I did a follow-up visit with my family physician today. The first thing he asked me: “Is that your hair?” That cracked me up and I took it as a compliment that my hair looked as good as a wig! This is the first time he has seen me since before surgery to remove the tumor and he kept telling me that I have “been through a lot.” It’s funny how those words were comforting. It tells me that I’m not being a baby and that where I am now is expected for what I have endured. He said that going back to work the end of this month would be good for me, although I will be tired. He said people are usually tired for 6 months. Today marks 3 months from surgery so I am halfway there. Yahoo!!!!

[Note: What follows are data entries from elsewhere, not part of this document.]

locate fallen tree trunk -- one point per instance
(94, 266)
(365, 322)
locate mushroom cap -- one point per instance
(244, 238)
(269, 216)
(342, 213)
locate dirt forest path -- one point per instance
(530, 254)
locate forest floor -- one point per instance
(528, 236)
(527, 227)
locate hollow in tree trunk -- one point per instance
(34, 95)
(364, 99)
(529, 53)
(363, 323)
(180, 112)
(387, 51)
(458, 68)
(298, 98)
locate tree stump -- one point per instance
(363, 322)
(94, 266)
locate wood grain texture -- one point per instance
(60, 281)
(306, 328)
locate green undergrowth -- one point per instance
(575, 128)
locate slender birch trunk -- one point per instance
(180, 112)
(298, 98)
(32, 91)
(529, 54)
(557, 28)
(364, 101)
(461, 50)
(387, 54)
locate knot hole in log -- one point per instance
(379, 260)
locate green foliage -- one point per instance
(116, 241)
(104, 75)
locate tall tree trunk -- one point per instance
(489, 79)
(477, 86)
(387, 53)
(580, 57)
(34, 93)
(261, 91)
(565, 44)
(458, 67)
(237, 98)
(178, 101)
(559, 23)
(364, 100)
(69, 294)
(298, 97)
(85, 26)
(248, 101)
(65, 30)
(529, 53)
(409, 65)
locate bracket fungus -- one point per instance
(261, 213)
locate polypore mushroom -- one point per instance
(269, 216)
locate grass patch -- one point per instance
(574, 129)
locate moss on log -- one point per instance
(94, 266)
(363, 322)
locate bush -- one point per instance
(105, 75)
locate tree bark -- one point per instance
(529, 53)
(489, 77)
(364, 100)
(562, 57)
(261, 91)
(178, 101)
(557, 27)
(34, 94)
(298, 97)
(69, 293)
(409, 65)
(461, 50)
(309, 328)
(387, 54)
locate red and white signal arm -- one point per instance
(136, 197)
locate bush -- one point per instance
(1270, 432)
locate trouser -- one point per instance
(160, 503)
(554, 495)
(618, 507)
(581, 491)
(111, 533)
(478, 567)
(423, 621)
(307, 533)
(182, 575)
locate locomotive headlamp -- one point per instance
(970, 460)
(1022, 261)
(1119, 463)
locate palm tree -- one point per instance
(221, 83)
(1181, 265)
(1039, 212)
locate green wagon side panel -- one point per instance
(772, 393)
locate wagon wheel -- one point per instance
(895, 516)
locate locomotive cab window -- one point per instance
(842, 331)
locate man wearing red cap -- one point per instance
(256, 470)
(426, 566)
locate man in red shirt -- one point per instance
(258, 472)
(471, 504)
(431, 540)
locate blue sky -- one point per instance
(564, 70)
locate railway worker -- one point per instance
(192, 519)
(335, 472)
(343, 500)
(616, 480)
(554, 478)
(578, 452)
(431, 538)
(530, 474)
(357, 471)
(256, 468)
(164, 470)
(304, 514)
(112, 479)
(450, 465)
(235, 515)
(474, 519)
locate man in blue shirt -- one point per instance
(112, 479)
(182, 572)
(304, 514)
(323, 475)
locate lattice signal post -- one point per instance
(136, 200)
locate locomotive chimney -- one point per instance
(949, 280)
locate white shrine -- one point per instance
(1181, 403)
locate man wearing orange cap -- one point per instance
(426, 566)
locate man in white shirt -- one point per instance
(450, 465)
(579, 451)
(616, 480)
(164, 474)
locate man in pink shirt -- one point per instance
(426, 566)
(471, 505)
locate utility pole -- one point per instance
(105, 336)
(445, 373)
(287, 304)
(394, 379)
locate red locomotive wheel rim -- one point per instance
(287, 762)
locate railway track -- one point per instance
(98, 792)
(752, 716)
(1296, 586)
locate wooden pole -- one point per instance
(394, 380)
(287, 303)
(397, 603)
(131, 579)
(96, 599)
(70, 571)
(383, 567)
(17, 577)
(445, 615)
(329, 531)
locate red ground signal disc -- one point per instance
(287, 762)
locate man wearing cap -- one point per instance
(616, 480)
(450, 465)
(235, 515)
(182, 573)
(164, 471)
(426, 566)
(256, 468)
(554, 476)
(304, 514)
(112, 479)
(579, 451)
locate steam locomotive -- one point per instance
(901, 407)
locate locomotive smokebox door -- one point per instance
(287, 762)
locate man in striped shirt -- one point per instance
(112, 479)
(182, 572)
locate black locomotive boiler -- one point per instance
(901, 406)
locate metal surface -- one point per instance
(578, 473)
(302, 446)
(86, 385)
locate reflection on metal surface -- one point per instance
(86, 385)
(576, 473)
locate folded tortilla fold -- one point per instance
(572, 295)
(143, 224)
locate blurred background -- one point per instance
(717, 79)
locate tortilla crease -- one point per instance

Halloween was great – my husband scared the trick-or-treaters and gave out candy while I sat and watched TV. When he went trick-or-treating with the grandkids I answered the door just 3 times. Pretty relaxing night! Then on Saturday night my husband won our community chili cook-off. Again, I mostly just sat and watched. On Sunday I went to church for the third week in a row so I feel good about that. Small steps forward are what I need to focus on. For example, when I raise my eyebrows, my left eyebrow is no longer paralyzed. That’s a small thing I know but if I expect big things to happen and improve, I am disappointed. So if my left eyebrow can raise with my right one, I’m a happy camper!
I got dumped twice this week and it felt so good! First my rehab physician said he did not need to see me again because I was doing so well. Then my physical therapist said basically the same thing! Being dumped (OK: “Discharged”) by care providers gives me a clear message that I am getting better. When my rehab physician discharged me I was giddy for several hours. It was just so positive! Now if my vision and balance would get noticeable better, I would return to giddiness.